My hip and swanky brokerage office in Logan Circle got bought by a stuffy company. They asked me to re-interview for my job and told me they would pay me less. I had to wear a suit every day, and they had to approve any advertising I did. If that wasn’t bad enough, the new manager had the handshake of a dead fish. Following a leader with a bad handshake is a recipe for disaster. I wanted to leave. I kept grinding but I was burning the candle at both ends.
I was working with a lovely pair of buyers, and over the course of home searching, the wife confided that she grew up in an area contaminated by hazardous waste and designated a Superfund site. She had cancer as a young woman and was very concerned about environmental contaminants in her future home. They backed out of one deal because the pipes were old and could potentially be contaminated with lead.
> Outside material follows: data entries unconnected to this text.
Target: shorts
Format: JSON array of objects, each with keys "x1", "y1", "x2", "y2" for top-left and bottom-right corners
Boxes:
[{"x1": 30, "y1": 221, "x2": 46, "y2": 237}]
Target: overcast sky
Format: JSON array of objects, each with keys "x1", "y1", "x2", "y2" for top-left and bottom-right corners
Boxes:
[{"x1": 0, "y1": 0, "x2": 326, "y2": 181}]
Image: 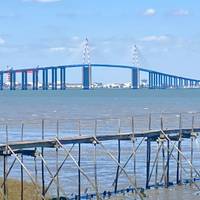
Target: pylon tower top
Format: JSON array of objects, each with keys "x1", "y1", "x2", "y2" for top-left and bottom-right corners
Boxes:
[{"x1": 83, "y1": 37, "x2": 90, "y2": 65}]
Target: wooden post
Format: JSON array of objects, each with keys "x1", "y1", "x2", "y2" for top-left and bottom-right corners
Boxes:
[
  {"x1": 114, "y1": 119, "x2": 121, "y2": 193},
  {"x1": 21, "y1": 123, "x2": 24, "y2": 200}
]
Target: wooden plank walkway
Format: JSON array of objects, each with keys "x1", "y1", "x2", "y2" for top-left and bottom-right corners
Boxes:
[{"x1": 0, "y1": 128, "x2": 200, "y2": 153}]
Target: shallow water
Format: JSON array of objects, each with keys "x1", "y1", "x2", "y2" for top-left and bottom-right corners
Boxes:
[{"x1": 0, "y1": 89, "x2": 200, "y2": 199}]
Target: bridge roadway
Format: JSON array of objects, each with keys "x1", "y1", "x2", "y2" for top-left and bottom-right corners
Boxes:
[
  {"x1": 0, "y1": 128, "x2": 197, "y2": 154},
  {"x1": 0, "y1": 64, "x2": 200, "y2": 90}
]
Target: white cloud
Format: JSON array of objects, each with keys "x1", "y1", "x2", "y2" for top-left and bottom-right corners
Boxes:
[
  {"x1": 140, "y1": 35, "x2": 170, "y2": 42},
  {"x1": 143, "y1": 8, "x2": 156, "y2": 16},
  {"x1": 173, "y1": 9, "x2": 190, "y2": 16},
  {"x1": 0, "y1": 38, "x2": 5, "y2": 45},
  {"x1": 23, "y1": 0, "x2": 61, "y2": 3},
  {"x1": 49, "y1": 47, "x2": 66, "y2": 52}
]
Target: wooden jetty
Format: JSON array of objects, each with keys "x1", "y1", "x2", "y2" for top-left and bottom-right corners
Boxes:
[{"x1": 0, "y1": 113, "x2": 200, "y2": 200}]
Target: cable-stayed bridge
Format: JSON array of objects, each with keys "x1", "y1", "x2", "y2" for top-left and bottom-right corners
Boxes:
[{"x1": 0, "y1": 64, "x2": 200, "y2": 90}]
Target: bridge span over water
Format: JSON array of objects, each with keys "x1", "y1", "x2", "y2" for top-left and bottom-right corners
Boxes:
[{"x1": 0, "y1": 64, "x2": 200, "y2": 90}]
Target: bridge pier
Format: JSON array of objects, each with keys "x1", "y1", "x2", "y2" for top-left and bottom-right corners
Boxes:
[
  {"x1": 51, "y1": 68, "x2": 57, "y2": 90},
  {"x1": 32, "y1": 69, "x2": 38, "y2": 90},
  {"x1": 21, "y1": 71, "x2": 28, "y2": 90},
  {"x1": 42, "y1": 69, "x2": 49, "y2": 90},
  {"x1": 0, "y1": 72, "x2": 4, "y2": 90},
  {"x1": 131, "y1": 68, "x2": 140, "y2": 89},
  {"x1": 82, "y1": 65, "x2": 92, "y2": 90},
  {"x1": 60, "y1": 67, "x2": 66, "y2": 90},
  {"x1": 9, "y1": 70, "x2": 16, "y2": 90}
]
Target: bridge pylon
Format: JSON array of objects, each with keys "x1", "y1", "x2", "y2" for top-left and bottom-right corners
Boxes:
[
  {"x1": 82, "y1": 38, "x2": 92, "y2": 90},
  {"x1": 131, "y1": 45, "x2": 140, "y2": 89}
]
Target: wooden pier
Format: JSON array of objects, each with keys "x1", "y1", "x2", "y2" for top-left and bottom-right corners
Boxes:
[{"x1": 0, "y1": 113, "x2": 200, "y2": 200}]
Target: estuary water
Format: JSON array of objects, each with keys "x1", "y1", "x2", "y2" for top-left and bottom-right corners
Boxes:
[
  {"x1": 0, "y1": 89, "x2": 200, "y2": 119},
  {"x1": 0, "y1": 89, "x2": 200, "y2": 199}
]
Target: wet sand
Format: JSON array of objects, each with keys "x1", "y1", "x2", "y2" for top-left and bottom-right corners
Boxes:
[{"x1": 110, "y1": 185, "x2": 200, "y2": 200}]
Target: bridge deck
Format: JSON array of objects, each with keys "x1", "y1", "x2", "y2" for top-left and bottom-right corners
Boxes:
[{"x1": 0, "y1": 128, "x2": 197, "y2": 152}]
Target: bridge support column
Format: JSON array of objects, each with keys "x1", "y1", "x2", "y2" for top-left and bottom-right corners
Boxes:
[
  {"x1": 32, "y1": 69, "x2": 38, "y2": 90},
  {"x1": 42, "y1": 69, "x2": 49, "y2": 90},
  {"x1": 22, "y1": 71, "x2": 28, "y2": 90},
  {"x1": 0, "y1": 72, "x2": 3, "y2": 90},
  {"x1": 131, "y1": 68, "x2": 140, "y2": 89},
  {"x1": 51, "y1": 68, "x2": 57, "y2": 90},
  {"x1": 60, "y1": 67, "x2": 66, "y2": 90},
  {"x1": 169, "y1": 76, "x2": 172, "y2": 88},
  {"x1": 10, "y1": 70, "x2": 16, "y2": 90},
  {"x1": 82, "y1": 65, "x2": 92, "y2": 90},
  {"x1": 149, "y1": 72, "x2": 153, "y2": 89}
]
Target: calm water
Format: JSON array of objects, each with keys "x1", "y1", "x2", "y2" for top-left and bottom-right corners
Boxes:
[
  {"x1": 0, "y1": 89, "x2": 200, "y2": 198},
  {"x1": 0, "y1": 89, "x2": 200, "y2": 119}
]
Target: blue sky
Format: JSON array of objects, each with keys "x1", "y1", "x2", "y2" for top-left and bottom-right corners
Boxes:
[{"x1": 0, "y1": 0, "x2": 200, "y2": 82}]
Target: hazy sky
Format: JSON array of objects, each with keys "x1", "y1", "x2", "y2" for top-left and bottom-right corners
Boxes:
[{"x1": 0, "y1": 0, "x2": 200, "y2": 82}]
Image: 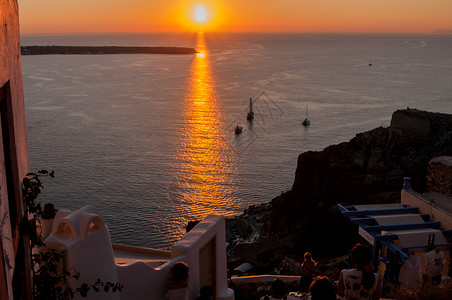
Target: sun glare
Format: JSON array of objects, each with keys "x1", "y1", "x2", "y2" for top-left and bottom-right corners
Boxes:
[{"x1": 195, "y1": 5, "x2": 207, "y2": 23}]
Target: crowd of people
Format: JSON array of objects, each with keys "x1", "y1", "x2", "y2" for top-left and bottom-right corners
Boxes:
[{"x1": 166, "y1": 244, "x2": 444, "y2": 300}]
We identified another home and made an offer. The agent of the seller was the son of a well-regarded neighborhood expert, the kind of kid that could coast off the hard work of his mom. At each step he was abrasive and unprofessional, but we were able to get the home under contract. After we completed the inspection, we found out the home had a rare type of insulation called “vermiculite” that had become a known carcinogen. We requested that the seller remove all the dangerous insulation; his agent was belligerent. He would call me and leave long, angry voice messages for having to deal with the insulation problem. I was literally fighting to keep cancer-causing material out of the home of my cancer-surviving client.
Eventually we were able to get the insulation removed and go to settlement. Days later, I received a voice message from my buyer with tears of joy, thanking me for working so hard for her. She was happy and safe. A few days later, I got a call from my buddy, the owner of the little company I worked under. We had a problem. Although my owner was a broker himself, he also affiliated at the same company as the horrible agent’s mom. I didn’t work for their company but my boss occasionally did which was a legally grey area they didn’t want to deal with. They gave my owner an ultimatum: cut ties with me or cut ties with their company. Since he made more money from working with the other company, he had to cut me loose.
I wanted a break, but it didn’t come on my terms; it was decided for me. Everything I had built over the last 8 years was falling apart faster than I could put it back together. It was time for a change, but I didn’t know what was coming next. I booked a trip with my wife to a yoga retreat to clear my mind. When I returned home, I was officially off the real estate grid.